How to Tell if Your Furniture Really is Antique
Antique hunting is a fun hobby for many. Antique furniture, if properly cared for, can last for centuries. The use of older, denser wood and handcrafted manufacturing methods found in antique furniture is often lacking in modern products. The greater variety of skilled artisans means looking for antique furniture will have plenty of options if the shopper knows where to look.
Still, not all the “antiques” out there are authentic. Some might be fakes meant to swindle the unwary, but more often than not, a non-genuine antique can also be an innocent reproduction meant to copy an older crafting style with modern methods. Either way, for those on the hunt for authentic antiques, differentiating the real from the fake or reproduction is an important task. Fortunately, there are relatively easy ways to determine if a piece of antique furniture is authentic or not.

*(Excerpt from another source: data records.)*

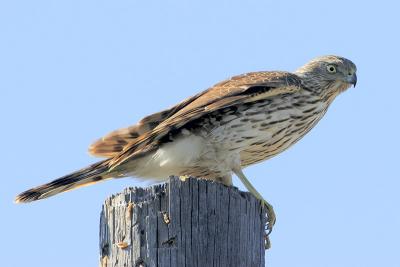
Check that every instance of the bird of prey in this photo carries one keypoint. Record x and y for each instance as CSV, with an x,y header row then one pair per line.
x,y
218,132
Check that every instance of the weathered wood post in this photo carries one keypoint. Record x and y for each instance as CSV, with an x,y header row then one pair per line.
x,y
182,223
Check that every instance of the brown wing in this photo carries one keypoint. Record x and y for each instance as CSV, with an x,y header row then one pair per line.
x,y
113,143
239,89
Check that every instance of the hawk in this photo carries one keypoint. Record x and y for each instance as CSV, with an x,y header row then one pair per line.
x,y
218,132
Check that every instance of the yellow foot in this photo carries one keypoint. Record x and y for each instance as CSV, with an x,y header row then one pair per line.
x,y
271,219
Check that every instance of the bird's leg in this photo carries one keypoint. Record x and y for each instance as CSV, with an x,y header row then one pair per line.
x,y
271,218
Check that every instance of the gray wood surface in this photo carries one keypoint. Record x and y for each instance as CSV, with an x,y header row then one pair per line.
x,y
182,223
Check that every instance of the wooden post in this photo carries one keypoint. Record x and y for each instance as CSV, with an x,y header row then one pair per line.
x,y
182,223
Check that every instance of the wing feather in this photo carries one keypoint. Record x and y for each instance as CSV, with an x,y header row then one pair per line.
x,y
239,89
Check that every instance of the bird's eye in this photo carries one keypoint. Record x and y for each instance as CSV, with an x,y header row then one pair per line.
x,y
331,69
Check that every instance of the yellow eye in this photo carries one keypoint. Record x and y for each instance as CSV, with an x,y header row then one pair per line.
x,y
331,69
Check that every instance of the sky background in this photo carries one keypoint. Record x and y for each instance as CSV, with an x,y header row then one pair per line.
x,y
71,71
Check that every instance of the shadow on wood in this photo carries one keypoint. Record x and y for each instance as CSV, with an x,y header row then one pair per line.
x,y
191,223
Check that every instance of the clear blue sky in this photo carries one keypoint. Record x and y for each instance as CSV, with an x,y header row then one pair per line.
x,y
71,71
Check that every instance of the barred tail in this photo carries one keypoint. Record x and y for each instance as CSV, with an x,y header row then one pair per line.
x,y
92,174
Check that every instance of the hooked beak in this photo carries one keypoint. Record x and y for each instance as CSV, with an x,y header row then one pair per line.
x,y
352,79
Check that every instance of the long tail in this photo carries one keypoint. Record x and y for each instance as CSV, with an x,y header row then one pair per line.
x,y
92,174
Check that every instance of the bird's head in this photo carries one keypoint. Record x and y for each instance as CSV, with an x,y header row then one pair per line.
x,y
328,75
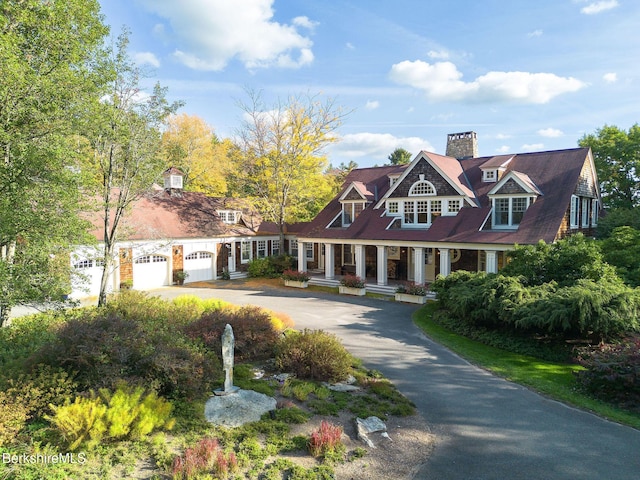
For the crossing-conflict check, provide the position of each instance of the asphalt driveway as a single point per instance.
(485, 427)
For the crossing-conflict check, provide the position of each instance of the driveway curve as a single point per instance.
(486, 428)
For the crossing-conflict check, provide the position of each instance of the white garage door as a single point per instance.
(150, 271)
(199, 266)
(87, 282)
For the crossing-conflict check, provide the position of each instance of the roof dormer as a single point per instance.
(494, 168)
(173, 179)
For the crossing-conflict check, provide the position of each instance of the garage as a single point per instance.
(150, 271)
(199, 266)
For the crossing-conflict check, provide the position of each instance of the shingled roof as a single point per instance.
(553, 174)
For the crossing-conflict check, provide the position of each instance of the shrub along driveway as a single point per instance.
(485, 427)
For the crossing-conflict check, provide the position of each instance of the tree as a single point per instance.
(400, 156)
(123, 130)
(47, 50)
(280, 153)
(191, 145)
(617, 158)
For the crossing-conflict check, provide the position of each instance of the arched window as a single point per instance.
(421, 188)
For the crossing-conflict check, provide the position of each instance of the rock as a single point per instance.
(236, 409)
(368, 426)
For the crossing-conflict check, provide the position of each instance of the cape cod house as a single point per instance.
(442, 213)
(170, 231)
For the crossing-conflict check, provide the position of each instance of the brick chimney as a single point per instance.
(462, 145)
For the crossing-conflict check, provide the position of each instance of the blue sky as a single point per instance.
(526, 75)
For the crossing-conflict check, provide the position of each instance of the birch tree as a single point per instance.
(47, 52)
(280, 155)
(124, 131)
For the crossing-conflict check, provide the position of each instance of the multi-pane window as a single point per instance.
(408, 212)
(585, 212)
(453, 206)
(423, 211)
(508, 212)
(501, 209)
(261, 248)
(422, 187)
(575, 211)
(245, 251)
(518, 207)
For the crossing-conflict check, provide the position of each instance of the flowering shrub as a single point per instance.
(412, 288)
(295, 275)
(352, 281)
(326, 440)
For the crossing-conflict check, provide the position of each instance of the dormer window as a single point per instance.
(230, 217)
(350, 211)
(489, 175)
(509, 211)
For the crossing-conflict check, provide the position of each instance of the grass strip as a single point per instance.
(554, 380)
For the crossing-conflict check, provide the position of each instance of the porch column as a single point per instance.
(302, 256)
(492, 261)
(418, 265)
(329, 261)
(382, 265)
(231, 264)
(360, 262)
(445, 261)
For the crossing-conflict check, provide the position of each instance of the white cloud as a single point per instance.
(532, 147)
(599, 7)
(372, 104)
(376, 147)
(442, 81)
(439, 55)
(146, 58)
(210, 41)
(305, 22)
(550, 133)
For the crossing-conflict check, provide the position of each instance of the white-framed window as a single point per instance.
(350, 211)
(348, 254)
(585, 212)
(230, 217)
(81, 264)
(422, 188)
(453, 206)
(509, 211)
(489, 176)
(245, 251)
(574, 212)
(261, 248)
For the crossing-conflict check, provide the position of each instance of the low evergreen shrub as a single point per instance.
(314, 355)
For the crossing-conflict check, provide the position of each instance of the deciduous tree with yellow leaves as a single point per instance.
(280, 155)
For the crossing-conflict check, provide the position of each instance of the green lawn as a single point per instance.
(555, 380)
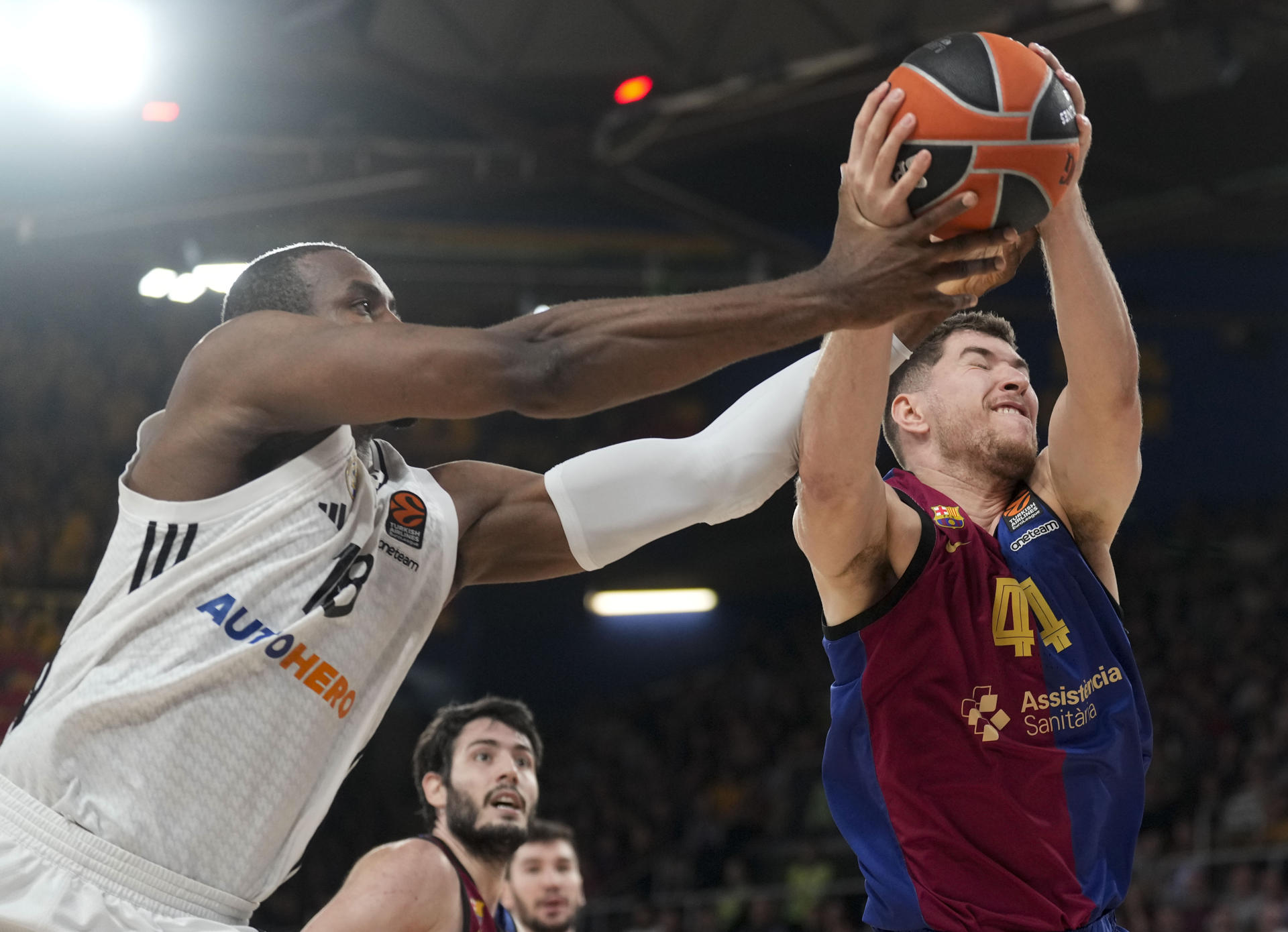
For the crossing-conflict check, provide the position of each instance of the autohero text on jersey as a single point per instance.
(309, 670)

One simple method, though not necessarily foolproof, is to look at any drawers the furniture might have. If the dovetails are not hand-cut, it's likely a reproduction. As long as you're looking at the drawer, check the bottom. If it's plywood, proceed with caution. The same with the back of any pieces that have a back, but please note that it could just mean the piece of furniture has been repaired.
The next big potential indicator is dowelling. If the piece of furniture has dowels holding parts together, the odds are good; it's not an actual antique. Artisans of old often worked with denser old forest growth wood that could hold on its own, and dowels would be difficult to produce with hand tools anyway, making them expensive and thus not cost-effective to use.
If all else fails, look for saw marks. Sandpaper and circular saws are relatively modern inventions; if the parts of the furniture are smooth where sawing would have occurred, the odds are good the piece is a reproduction or fake. These are not foolproof methods, as repairs are a constant possibility when it comes to pieces as potentially old as antique furniture.
Antique hunting can be fun, and older furniture is well worth the investment in terms of aesthetic appeal, durability, and utility. The basic checks listed above are good indications of reproduction and fakes. Make sure to ask about the piece and take a good look at it. If you're still in doubt, play it safe and don't buy the potential not-antique at an antique price. The service of an antique expert can also be hired to render an opinion before a purchase.